Di luar penganut Aluk Todolo,
sekalipun bangsawan dan memiliki banyak uang, mereka tidak boleh
dimakamkan dengan ritual pa'tomate, upacara penguburan jenazah khas
dusun. Penganut Aluk Todolo menjunjung tinggi kebenaran dan
kejujuran. Mereka begitu tegas menerapkan aturan leluhur. Berani
melanggar berarti bakal menyengsarakan warga dusun, misalnya
mendatangkan petaka gagal panen. Semua kesalahan dan kecurangan
berhadapan dengan hukum dan hal itu berlaku bagi semua, termasuk
keluarga dekat, saudara jauh, atau pendatang.
Dalam
mitos Toraja, leluhur orang Toraja datang dari surga dengan menggunakan
tangga yang kemudian digunakan oleh suku Toraja sebagai cara
berhubungan dengan Puang Matua, dewa pencipta. Alam semesta, menurut kepercayaan Aluk Todolo,
dibagi menjadi dunia atas (surga) dunia manusia (bumi), dan dunia
bawah. Pada awalnya, surga dan bumi menikah dan menghasilkan kegelapan,
pemisah, dan kemudian muncul cahaya.
Dewa-dewa Toraja lainnya adalah Pong Banggai di Rante (Dewa Bumi), Indo' Ongon-Ongon (Dewi Gempa Bumi), Pong Lalondong (Dewa Kematian), Indo' Belo Tumbang (Dewi Pengobatan), dan lainnya.
Hewan
tinggal di dunia bawah. Dilambangkan dengan tempat berbentuk persegi
panjang yang dibatasi oleh empat pilar. Bumi adalah tempat bagi umat
manusia, dan surga terletak di atas, ditutupi dengan atap berbetuk
pelana.
Di dalam menjalankan ritualnya, Aluk Todolo mengenal dua macam yaitu: Upacara kedukaan disebut Rambu Solok dan Rambu Tuka sebagai upacara kegembiraan. Upacara Rambu Solok meiliputi tujuh tahapan, yaitu: Rapasan, Barata Kendek, Todi Balang, Todi Rondon, Todi Sangoloi, Di Silli, dan Todi Tanaan. Sementara itu, upacara Rambu Tuka pun meliputi tujuh tahapan, yaitu; Tananan Bua’, Tokonan Tedong, Batemanurun, Surasan Tallang, Remesan Para, Tangkean Suru, Kapuran Pangugan.

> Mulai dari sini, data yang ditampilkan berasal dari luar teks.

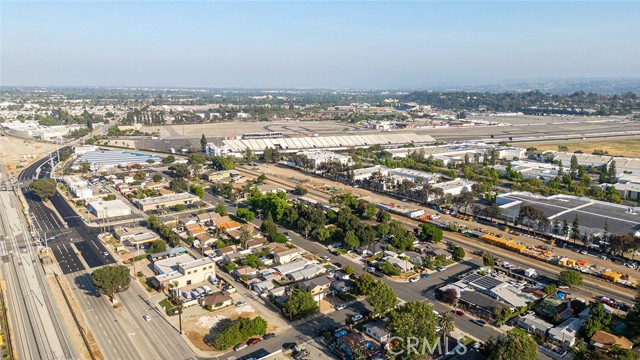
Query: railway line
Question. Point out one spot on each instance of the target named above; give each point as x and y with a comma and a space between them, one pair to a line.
591, 284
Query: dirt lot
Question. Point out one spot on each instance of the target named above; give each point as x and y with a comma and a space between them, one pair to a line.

To minaa adalah pendeta Aluk Todolo
yang dianggap sebagai pemegang kekuasaan di bumi yang kata-kata dan
tindakannya harus dipegang baik dalam kehidupan pertanian maupun dalam
upacara pemakaman.
Kepercayaan Aluk Todolo bukan hanya sistem keyakinan, tetapi juga merupakan gabungan dari hukum, agama, dan kebiasaaan. Aluk Todolo mengatur kehidupan bermasyarakat, praktik pertanian, dan ritual keagamaan. Tata cara Aluk Todolo
bisa berbeda antara satu desa dengan desa lainnya. Satu hukum yang umum
adalah peraturan bahwa ritual kematian dan kehidupan harus dipisahkan.
Suku Toraja percaya bahwa ritual kematian akan menghancurkan jenazah
jika pelaksanaannya digabung dengan ritual kehidupan. Kedua ritual
tersebut sama pentingnya.
Aluk Todolo
pernah menjadi tali pengikat masyarakat toraja yang begitu kuat, bahkan
menjadi landasan kesatuan sang torayan yang sangat kokoh sehingga
kemanapun orang toraja pergi akan selalu ingat kampung halaman, dan
rindu untuk kembali kesana. Ikatan batin yang Sangtorayan yang begitu kokoh tentu saja antara lain adalah buah-buah dari tempaan Aluk Todolo
itu. Karena itu kita patut prihatin bila aluk todolo itu kini nyaris
lenyap diterpa arus dunia modern. Maka mari kita pikirkan bersama
warisan leluhur yang begitu berharga ini.